There is so much that could go wrong.
It took five lines of (maybe too) tightly packed shell that use a variable, read it if not set, but only if the tty is interactive, fail otherwise, escape it (properly, not only a simple s/"/\"/g
) and store it in a new read-only variable.
This works for all inputs, including special characters that need special escaping in JSON (think: "binary" characters, multibyte, hell even emoji).
That's five lines.
You'd have trouble putting that in such a tightly packed piece of code in programming languages that don't need super special escaping.
There is no meaning to the number of lines of code, because it's an artificial number that can be changed at will (blank lines, moving lines together, comments, .…).
But further, there are task which seem so thoroughly trivial, but end up in a lot of work. Sometimes they even turn out to actually be plain simple, but that might not be obvious at first. There often is an elegant solution to a simple problem, that is so elegant and plain that you simply don't see it.
Top comments (5)
I find lines of code to be a useful measure for complexity, whether inherent or incidental. High lines of code per file / function is a good start to determine problematic sections.
It is definitely not a measure of work. As developers, we don't produce code, we use code to solve a problem.

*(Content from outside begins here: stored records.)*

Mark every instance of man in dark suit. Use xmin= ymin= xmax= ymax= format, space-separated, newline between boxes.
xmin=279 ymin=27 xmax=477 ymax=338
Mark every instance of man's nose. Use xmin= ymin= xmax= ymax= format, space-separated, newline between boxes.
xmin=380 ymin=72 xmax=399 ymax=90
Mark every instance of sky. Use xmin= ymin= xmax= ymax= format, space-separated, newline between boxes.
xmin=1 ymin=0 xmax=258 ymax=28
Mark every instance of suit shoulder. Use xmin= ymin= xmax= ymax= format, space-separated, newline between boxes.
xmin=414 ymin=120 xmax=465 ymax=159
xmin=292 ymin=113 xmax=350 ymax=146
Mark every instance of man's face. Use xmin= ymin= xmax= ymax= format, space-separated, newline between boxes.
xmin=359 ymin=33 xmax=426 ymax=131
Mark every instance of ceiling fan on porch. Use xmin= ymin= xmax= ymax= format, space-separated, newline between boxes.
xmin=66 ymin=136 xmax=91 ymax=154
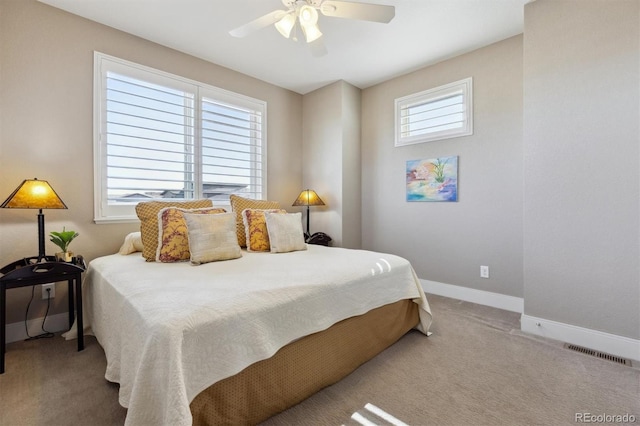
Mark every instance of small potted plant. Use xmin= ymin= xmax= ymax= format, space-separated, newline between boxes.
xmin=50 ymin=227 xmax=79 ymax=262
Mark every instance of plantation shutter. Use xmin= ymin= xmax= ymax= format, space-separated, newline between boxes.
xmin=395 ymin=77 xmax=473 ymax=146
xmin=200 ymin=92 xmax=264 ymax=201
xmin=94 ymin=53 xmax=267 ymax=222
xmin=400 ymin=93 xmax=465 ymax=138
xmin=105 ymin=71 xmax=196 ymax=203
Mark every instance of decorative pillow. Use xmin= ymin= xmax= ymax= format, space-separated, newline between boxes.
xmin=118 ymin=232 xmax=144 ymax=255
xmin=241 ymin=208 xmax=286 ymax=252
xmin=135 ymin=199 xmax=213 ymax=261
xmin=264 ymin=212 xmax=307 ymax=253
xmin=156 ymin=207 xmax=227 ymax=262
xmin=184 ymin=212 xmax=242 ymax=265
xmin=230 ymin=195 xmax=280 ymax=247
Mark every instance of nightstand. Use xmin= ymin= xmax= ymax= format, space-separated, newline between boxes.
xmin=0 ymin=255 xmax=86 ymax=374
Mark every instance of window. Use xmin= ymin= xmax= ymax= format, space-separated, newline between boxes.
xmin=395 ymin=77 xmax=472 ymax=146
xmin=94 ymin=52 xmax=266 ymax=223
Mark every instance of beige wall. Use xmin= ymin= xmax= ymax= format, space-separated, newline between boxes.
xmin=361 ymin=0 xmax=639 ymax=341
xmin=3 ymin=0 xmax=637 ymax=345
xmin=0 ymin=0 xmax=302 ymax=323
xmin=340 ymin=82 xmax=362 ymax=249
xmin=361 ymin=35 xmax=524 ymax=298
xmin=301 ymin=80 xmax=361 ymax=248
xmin=523 ymin=0 xmax=639 ymax=339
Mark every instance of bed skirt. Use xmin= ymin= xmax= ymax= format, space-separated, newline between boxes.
xmin=190 ymin=299 xmax=419 ymax=425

I don't think it's like that.
I can easily use several tens of lines of code for list comprehension/transformation and aggregation, but for the same task can also use one mathematical formula.
However, it can also mean that the programmer did format the code to better reflect the actual task accomplished.

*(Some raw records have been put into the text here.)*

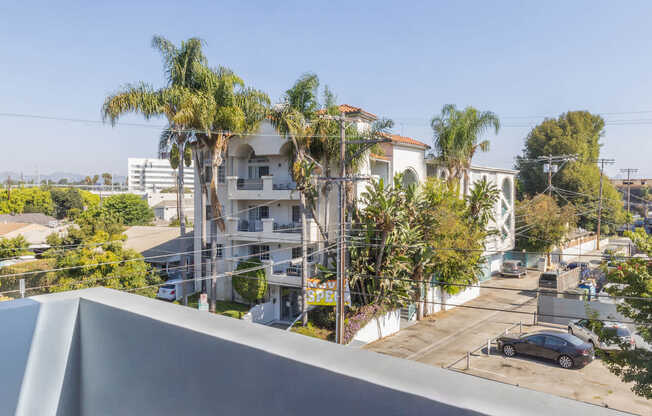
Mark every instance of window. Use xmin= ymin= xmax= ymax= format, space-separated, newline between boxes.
xmin=250 ymin=245 xmax=270 ymax=261
xmin=216 ymin=244 xmax=223 ymax=258
xmin=525 ymin=335 xmax=545 ymax=346
xmin=544 ymin=336 xmax=567 ymax=348
xmin=218 ymin=165 xmax=225 ymax=183
xmin=248 ymin=165 xmax=269 ymax=179
xmin=292 ymin=247 xmax=301 ymax=259
xmin=292 ymin=206 xmax=301 ymax=223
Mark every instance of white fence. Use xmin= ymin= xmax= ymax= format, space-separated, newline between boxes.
xmin=243 ymin=301 xmax=276 ymax=324
xmin=352 ymin=309 xmax=401 ymax=344
xmin=425 ymin=285 xmax=481 ymax=315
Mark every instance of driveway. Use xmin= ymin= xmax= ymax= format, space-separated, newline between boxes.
xmin=364 ymin=271 xmax=649 ymax=414
xmin=365 ymin=271 xmax=540 ymax=366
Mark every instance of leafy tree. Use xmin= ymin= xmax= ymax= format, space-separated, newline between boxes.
xmin=515 ymin=111 xmax=624 ymax=230
xmin=350 ymin=175 xmax=495 ymax=319
xmin=592 ymin=229 xmax=652 ymax=399
xmin=0 ymin=235 xmax=30 ymax=258
xmin=79 ymin=189 xmax=100 ymax=209
xmin=465 ymin=177 xmax=500 ymax=231
xmin=431 ymin=104 xmax=500 ymax=195
xmin=50 ymin=188 xmax=84 ymax=219
xmin=232 ymin=258 xmax=267 ymax=304
xmin=102 ymin=194 xmax=154 ymax=226
xmin=515 ymin=194 xmax=575 ymax=266
xmin=43 ymin=208 xmax=160 ymax=297
xmin=0 ymin=188 xmax=54 ymax=215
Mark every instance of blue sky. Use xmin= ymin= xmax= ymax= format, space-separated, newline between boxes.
xmin=2 ymin=0 xmax=651 ymax=177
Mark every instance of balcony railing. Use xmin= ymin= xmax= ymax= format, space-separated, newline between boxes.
xmin=238 ymin=219 xmax=264 ymax=232
xmin=273 ymin=222 xmax=302 ymax=233
xmin=273 ymin=264 xmax=302 ymax=276
xmin=236 ymin=178 xmax=263 ymax=190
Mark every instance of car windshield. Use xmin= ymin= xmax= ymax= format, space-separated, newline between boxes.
xmin=161 ymin=284 xmax=175 ymax=290
xmin=540 ymin=273 xmax=557 ymax=281
xmin=605 ymin=327 xmax=630 ymax=337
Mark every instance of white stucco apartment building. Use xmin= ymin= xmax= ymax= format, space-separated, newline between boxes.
xmin=127 ymin=157 xmax=194 ymax=193
xmin=192 ymin=104 xmax=515 ymax=324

It can also show that a module/file/class contains a lot of code that can/should be split up.
There is not "one reason" for filesize, no matter whether it be small, medium, or large.
A high amount of lines of code says literally nothing at all.
Do not at all, ever rely on that.
For instance, said script contained about 100 lines of code (getting/reading parameters) that wrapped 5 lines of actual code (send to CouchDB).
Of course, LOC should not be taken as a hard rule, but they can be an indicator of code that needs to be refactored, especially if it is touched frequently.
In the case of your script, it is very likely that the reader does not care about the i/o boilerplate, so that could as well be in another file or at the bottom of the same file. Then you would have one short script that is read often and a long script that is read rarely.
BTW, despite thinking that it is useful as an indicator for complexity, I absolutely agree with you that LOC per time is not a good way to measure effectivity or productivity.
Three hours is quite fast. With breaks and co-worker interruptions, this would take me at least a whole day. And I'm seen as a productive engineer here.
I think part of that is owed to my extensive knowledge of shell scripting and jq (which made most of the shell script) and the ease of use of CouchDB.
Seriously, we had that home-grown (also mine) nodejs thing before, I'm glad we don't need that anymore.